These new forms of distributed, networked, and archived interaction have lead us to a widespread state of nostalgia. A nostalgia for the territorialized self resulting in the search for various forms of affective and subjective relocation.

December 19, 2006

Real, Virtual, and Multiple

Michel's post over at P2P Foundation today pointed me to Kenneth Rufo's critique of a binary view of social interaction in digital media environments: "...the assumption is that the virtual connections of the digital world either replace or compliment the connections in the real world. ... Neither is correct; the virtual is a supplement in the Derridean sense, in that it takes the form of an addition, but ends up reconfiguring the original to which it has been added." Even more intriguingly he promises further analysis in a future post, questioning the real/virtual binary from the perspectives of Baudrillard, Deleuze, and Derrida. Needless to say, I'm quite interested to read this.

I would like to throw one more view into the mix here, one that does not rely on a real/virtual distinction. It's important to move away from this binary as it becomes clear that the boundaries between digital and physical selves are becoming quite thin and porous. An good way to view digital interaction and socialization is through the lens provided by Hardt and Negri in Empire and Multitude - as a form of immaterial labor. While Hardt and Negri write about immaterial labor in a much more expansive application, I think applying this same perspective to social networks demonstrates the political, cultural, and social roles of these media.

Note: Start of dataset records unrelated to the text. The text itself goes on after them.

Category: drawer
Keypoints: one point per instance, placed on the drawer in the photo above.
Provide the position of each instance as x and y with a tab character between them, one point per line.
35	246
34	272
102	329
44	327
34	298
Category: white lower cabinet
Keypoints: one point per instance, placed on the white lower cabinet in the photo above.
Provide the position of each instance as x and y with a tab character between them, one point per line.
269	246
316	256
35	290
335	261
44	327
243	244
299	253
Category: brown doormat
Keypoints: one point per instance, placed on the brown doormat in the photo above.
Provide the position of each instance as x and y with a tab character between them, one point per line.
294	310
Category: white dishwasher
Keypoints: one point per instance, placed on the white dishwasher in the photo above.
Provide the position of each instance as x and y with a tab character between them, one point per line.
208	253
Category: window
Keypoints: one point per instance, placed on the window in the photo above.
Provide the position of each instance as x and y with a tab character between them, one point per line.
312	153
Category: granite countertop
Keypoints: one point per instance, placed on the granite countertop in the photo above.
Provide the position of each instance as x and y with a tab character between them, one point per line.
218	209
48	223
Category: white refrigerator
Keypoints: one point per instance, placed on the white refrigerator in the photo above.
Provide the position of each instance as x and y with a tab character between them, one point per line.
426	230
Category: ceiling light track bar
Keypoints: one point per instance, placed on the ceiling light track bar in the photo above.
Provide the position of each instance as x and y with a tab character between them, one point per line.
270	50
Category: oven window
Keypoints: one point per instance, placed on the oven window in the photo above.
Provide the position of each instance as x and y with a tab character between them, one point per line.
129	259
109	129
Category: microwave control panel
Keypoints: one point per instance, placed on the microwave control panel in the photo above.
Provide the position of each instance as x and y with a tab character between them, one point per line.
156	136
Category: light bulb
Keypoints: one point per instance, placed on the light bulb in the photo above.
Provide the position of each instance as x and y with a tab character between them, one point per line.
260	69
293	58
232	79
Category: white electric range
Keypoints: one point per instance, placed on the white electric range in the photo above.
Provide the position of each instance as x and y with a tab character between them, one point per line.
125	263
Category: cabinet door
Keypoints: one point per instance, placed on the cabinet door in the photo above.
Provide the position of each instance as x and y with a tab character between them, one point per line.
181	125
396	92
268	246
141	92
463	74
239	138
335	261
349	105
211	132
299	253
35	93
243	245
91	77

Immaterial labor is that which produces affect, knowledge, ideas, etc. as opposed to physical goods. While this form of labor is, in some ways, the post-outsourcing American vision, it also occurs on much lower, light-weight levels through real-world networks. Yet these smaller levels of production are far from insignificant, their networks forming H&N's concept of a new biopolitical conception of social subjects: the multitude. We can look at web-based social networks as metonymous in relation to the larger phenomena (albeit an elite, monied metonym). If web-based social networks are networks of immaterial labor, then their product is a multiple, swarming subjectivity.

Instead of viewing these media as surrogates or complements for real-world interaction, we can see them as increasingly organic prostheses of interaction that aid and demonstrate the production of a new subjectivity that trancends both the crowd and the individual.

November 06, 2006

The New Self-Regulating Subject

Though the goal of reading everything in my "READTHIS" category on del.icio.us is more or less futile given the rate at which I tag pages with that particular string of letters, the tagging date and the reading date are getting closer. I've just finished an excellent essay on CTheory.net by Mark Winokur called "The Ambiguous Panopticon: Foucault and the Codes of Cyberspace." It's a well prepared and thorough piece, but also a lengthy and though-provoking one, so I'm going to limit my reactions to the section on the gaze as it relates to the panopticon as a conceptual structure for the internet.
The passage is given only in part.